Not a traditional dev or a pixel pusher, but a builder.
I enjoy working a problem until it gives. My focus is
on the mechanics of turning "what if" into working reality.

For the better part of a decade I've done that in the
Webflow and no-code space...

That page has substance in the source itself. A bio, a point of view, identity. The homepage markdown still reads like a layout template because that’s what it is.

I also found a policy mismatch while testing. robots.txt was blocking several AI crawlers while the content-signal header said ai-train=yes, search=yes, ai-input=yes. That is now aligned in this repo so both signals tell the same story.
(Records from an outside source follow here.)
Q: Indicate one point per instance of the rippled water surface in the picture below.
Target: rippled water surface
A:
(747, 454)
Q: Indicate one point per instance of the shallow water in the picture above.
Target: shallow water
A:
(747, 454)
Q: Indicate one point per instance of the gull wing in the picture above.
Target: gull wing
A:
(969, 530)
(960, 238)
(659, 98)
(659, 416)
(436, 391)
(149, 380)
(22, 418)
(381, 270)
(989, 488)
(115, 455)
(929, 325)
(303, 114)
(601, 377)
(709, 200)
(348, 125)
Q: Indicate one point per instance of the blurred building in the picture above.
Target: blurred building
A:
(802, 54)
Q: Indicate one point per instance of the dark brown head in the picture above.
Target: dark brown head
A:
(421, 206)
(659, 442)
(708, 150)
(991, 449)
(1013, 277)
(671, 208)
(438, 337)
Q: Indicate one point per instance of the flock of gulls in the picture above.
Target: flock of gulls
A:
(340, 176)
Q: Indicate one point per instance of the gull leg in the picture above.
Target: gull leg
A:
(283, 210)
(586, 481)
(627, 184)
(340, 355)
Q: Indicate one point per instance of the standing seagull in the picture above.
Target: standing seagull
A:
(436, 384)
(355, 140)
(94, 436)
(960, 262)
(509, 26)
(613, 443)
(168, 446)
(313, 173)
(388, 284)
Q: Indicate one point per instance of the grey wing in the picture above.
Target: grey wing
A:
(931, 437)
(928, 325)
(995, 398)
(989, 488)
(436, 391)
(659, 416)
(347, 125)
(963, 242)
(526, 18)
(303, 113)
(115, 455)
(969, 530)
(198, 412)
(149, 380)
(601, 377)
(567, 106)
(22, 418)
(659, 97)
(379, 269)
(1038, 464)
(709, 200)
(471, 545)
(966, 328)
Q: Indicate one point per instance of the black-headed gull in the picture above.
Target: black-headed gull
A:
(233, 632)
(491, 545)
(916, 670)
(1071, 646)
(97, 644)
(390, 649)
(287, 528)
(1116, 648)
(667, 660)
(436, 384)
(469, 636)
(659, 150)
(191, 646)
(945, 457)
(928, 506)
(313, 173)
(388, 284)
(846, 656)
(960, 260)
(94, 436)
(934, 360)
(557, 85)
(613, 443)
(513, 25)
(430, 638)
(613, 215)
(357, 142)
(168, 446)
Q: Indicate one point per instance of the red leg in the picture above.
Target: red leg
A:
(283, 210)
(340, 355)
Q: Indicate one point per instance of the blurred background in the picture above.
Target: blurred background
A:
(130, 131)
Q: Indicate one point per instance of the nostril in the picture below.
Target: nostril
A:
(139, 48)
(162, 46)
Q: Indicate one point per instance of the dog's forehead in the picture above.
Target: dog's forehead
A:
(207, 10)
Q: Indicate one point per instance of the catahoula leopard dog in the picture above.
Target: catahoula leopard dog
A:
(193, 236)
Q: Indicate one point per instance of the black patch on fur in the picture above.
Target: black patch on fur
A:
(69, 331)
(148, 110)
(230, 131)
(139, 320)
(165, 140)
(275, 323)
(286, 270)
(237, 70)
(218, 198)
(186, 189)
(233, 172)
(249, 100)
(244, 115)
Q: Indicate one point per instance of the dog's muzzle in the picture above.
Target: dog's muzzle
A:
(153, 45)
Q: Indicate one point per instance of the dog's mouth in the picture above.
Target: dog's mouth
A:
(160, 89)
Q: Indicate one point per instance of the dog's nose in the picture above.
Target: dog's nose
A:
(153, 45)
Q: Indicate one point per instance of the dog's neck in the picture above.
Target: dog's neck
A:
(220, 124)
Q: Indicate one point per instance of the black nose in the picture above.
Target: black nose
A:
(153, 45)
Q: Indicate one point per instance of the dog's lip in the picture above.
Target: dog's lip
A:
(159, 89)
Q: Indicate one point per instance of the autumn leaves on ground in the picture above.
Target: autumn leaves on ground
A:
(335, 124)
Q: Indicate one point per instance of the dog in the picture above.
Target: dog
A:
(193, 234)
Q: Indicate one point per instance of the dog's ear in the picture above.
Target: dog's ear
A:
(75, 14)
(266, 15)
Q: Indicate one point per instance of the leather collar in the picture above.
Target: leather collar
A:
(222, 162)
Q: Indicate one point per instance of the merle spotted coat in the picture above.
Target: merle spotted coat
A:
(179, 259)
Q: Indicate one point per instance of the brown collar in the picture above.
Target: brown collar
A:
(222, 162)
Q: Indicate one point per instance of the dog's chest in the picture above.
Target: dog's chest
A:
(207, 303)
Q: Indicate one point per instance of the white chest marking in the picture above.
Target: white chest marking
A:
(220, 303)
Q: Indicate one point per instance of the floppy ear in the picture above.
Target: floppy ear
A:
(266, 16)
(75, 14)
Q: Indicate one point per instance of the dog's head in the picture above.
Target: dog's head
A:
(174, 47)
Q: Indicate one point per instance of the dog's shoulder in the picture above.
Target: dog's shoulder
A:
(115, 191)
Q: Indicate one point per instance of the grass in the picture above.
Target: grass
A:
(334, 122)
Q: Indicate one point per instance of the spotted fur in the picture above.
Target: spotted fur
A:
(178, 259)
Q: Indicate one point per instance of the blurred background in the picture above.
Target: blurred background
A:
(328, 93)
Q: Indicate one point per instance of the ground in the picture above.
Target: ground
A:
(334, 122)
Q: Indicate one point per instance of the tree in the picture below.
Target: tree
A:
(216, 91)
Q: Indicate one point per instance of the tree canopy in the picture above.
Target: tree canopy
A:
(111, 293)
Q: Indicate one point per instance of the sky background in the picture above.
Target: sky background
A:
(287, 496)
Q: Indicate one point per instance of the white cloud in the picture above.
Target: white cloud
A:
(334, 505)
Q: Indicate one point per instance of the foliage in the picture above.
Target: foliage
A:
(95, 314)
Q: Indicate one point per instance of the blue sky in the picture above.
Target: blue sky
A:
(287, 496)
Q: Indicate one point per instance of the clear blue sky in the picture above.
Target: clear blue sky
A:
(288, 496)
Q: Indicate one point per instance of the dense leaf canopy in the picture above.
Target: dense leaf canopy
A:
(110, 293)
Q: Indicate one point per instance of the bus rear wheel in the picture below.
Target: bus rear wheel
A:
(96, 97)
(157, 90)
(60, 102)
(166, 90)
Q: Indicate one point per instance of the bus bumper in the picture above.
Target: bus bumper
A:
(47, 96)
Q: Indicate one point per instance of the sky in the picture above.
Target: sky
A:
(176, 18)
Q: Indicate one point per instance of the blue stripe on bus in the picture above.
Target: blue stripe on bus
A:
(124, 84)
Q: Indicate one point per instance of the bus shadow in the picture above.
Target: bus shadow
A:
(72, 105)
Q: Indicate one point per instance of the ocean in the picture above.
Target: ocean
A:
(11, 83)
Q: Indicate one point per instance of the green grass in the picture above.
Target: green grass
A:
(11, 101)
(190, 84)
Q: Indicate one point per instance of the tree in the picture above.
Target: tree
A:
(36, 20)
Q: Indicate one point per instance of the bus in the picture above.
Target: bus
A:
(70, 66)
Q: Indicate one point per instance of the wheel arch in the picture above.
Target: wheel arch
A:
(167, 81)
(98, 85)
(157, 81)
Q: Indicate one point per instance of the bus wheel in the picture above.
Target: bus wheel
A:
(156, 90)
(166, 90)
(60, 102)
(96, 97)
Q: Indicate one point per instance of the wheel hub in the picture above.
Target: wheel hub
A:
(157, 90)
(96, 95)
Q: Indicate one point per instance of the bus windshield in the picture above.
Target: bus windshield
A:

Flipping the toggle was easy. Making the content worth serving is the actual work.

The Actual Work#

The toggle gave agents access. Now I need to give them something worth accessing.

This feels closer to the primitives. Less GUI theater, more getting the bones right. Cut fluff. Make sure the core content survives without CSS, layout tricks, or animation.

The crawl policy was the obvious starting point, and it is now fixed. robots.txt and content-signal now tell the same story. Next is thinking about structured orientation for machine readers. llms.txt is one approach, content negotiation is another, structured data is another. Sitemaps list URLs. Orientation layers tell readers what matters and where to start.

I don’t think this makes the web less exciting. It probably makes it wilder for a while. More experimentation, more creativity, more security mistakes, more fast corrections. Wild West energy.

I’m most curious about what happens when every site has a markdown layer. Which pages hold up, which pages collapse, and how fast teams adapt.

The real work isn’t the toggle. It’s content worth serving.